Lengan atas bagian luar,
Bagian anterior paha duduk atau berbaring dengan kaki rileks,
Abdomen posisi terlentang atau semi recumbent,
Daerah scapula pasien telungkup atau duduk.
e.       Pasang perlak dan pengalas, dekatkan piala ginjal.
f.       Bersihkan daerah suntikan dengan kapas atau alkohol, gosok melingkar dari dalam keluar. Biarkan alkohol kering dan pegang kapas untuk digunakan waktu mencabut jarum.
g.      Buka tutup jarum dengan tangan kiri.
h.      Cubit atau gerakkan daerah yang akan disuntikkan.

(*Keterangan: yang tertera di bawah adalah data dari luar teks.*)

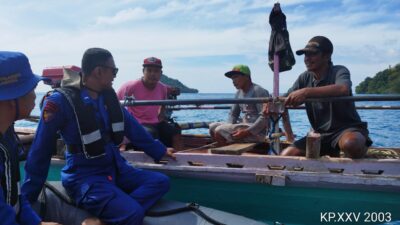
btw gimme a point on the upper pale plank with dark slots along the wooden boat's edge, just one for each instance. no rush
(389, 167)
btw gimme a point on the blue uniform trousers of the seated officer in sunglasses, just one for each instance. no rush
(125, 200)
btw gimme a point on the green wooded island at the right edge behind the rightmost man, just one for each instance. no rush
(384, 82)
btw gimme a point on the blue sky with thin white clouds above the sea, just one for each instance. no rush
(199, 40)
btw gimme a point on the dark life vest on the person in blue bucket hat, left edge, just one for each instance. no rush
(10, 178)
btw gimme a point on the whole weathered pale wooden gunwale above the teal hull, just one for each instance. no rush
(282, 177)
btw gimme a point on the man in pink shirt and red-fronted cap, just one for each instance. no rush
(152, 117)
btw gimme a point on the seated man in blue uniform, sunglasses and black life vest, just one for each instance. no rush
(92, 124)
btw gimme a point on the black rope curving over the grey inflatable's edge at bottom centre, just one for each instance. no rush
(194, 207)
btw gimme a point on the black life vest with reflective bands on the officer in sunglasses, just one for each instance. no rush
(92, 140)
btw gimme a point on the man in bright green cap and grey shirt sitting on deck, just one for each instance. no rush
(254, 125)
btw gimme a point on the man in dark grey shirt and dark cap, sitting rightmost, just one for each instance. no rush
(338, 123)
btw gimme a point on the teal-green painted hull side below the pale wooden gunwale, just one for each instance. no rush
(287, 205)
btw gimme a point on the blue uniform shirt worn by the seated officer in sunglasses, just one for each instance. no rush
(79, 170)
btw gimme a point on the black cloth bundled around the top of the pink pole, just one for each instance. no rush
(279, 41)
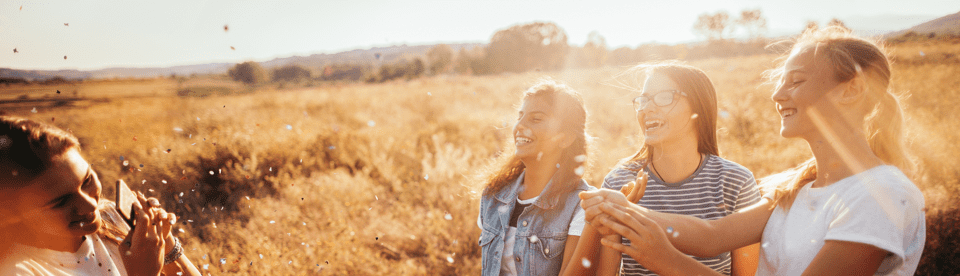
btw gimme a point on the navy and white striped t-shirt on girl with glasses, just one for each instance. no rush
(718, 188)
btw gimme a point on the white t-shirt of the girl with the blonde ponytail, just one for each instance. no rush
(880, 207)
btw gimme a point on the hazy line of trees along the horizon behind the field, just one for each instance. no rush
(537, 46)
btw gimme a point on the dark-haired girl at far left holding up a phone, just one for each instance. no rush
(54, 222)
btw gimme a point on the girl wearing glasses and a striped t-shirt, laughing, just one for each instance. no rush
(679, 168)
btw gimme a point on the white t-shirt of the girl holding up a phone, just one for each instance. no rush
(95, 257)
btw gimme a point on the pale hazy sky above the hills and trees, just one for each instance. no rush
(133, 33)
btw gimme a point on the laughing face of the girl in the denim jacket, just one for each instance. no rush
(538, 133)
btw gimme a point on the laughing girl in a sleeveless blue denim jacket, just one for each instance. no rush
(530, 214)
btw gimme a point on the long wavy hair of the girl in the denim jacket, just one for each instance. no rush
(573, 116)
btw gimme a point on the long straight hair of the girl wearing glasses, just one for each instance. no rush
(701, 94)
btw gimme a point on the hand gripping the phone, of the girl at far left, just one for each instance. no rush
(143, 249)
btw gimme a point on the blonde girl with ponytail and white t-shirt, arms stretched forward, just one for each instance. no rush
(851, 210)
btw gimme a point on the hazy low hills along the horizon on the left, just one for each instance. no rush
(387, 55)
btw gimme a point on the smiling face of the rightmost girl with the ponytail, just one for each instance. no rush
(803, 96)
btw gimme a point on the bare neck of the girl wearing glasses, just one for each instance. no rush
(674, 163)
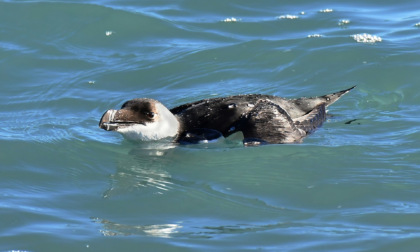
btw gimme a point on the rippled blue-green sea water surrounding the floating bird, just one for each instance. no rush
(66, 185)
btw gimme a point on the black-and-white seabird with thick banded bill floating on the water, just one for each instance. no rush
(263, 119)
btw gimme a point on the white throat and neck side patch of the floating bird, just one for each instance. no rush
(166, 125)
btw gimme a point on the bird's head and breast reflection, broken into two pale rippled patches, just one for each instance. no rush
(142, 167)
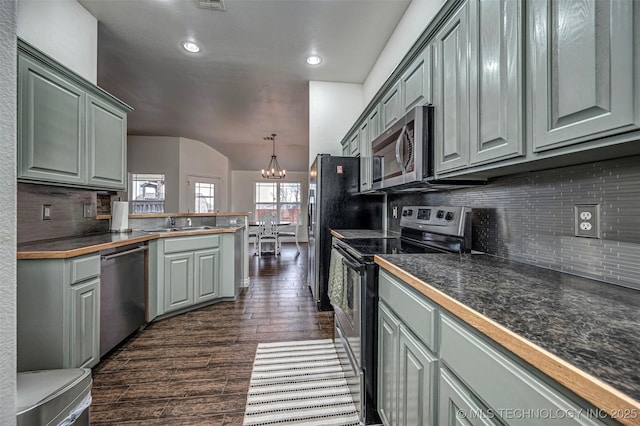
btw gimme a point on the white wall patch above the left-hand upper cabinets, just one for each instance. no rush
(64, 30)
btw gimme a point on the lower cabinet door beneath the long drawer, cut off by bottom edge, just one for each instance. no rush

i.        Pegang spuit dengan tangan kanan diantara ibu jari dan telunjuk. Suntikkan jarum dengan sudut 45­0-900, tergantung turgor jaringan dan panjang jarum.
j.        Setelah jarum masuk, lepaskan jaringan yang dipegang, dan gunakan tangan kiri untuk memegang ujung barel.
k.      Aspirasi untuk memastikan masuknya jarum. Bila ada darah, cabut jarum, obat dan spuit dibuang dan menyiapkan obat baru lagi.
l.        Bila tidak ada darah, suntikan obat perlahan-lahan.
m.    Cabut jarum cepat dengan sudut sesuai waktu masuk.
n.      Masase hati-hati dengan kapas alkohol(jangan masase pada pemberian heparin atau insulin).
o.      Buang spuit dab jarum tanpa penutup di sharp container.
p.      Ambil perlak dan pengalas dari klien.
q.      Lepaskan sarung tangan dan taruh di piala ginjal.
4.      Fase terminasi
a.       Melakukan evaluasi kepada klien setelah melakukan tindakan (Tanya apa yang klien rasakan saat pemberian obat).
b.      Merapikan klien kembali, member posisi yang nyaman untuk klien.
c.       Membereskan peralatan.
d.      Mencuci tangan.
e.       Berpamitan.
f.       Cek kembali setelah 30 menit untuk melihat respon klien setelah diberikan injeksi subcutan, terhadap reaksi alergi maupun efek samping.
g.      Catat waktu, dosis, dan nama semua obat yang diberikan dalam daftar obat dan beri tanda tangan sebagai bukti obat diberikan.
h.      Bila klien tidak mau diberi injeksi dermal, laporkan secara lengkap.
i.        Catat bila muncul reaksi setelah pemberian injeksi.













DAFTAR PUSTAKA
Kozier,Barbara dkk.2010.Buku Ajar Fundamental Konsep, Proses dan Praktik.Jakarta:EGC
Surtiningrum, Anjas dkk. 2012. Standar Operasional Prosedur Tindakan Keterampilan Dasar Dalam Keperawatan.Semarang: STIKES TELOGOREJO.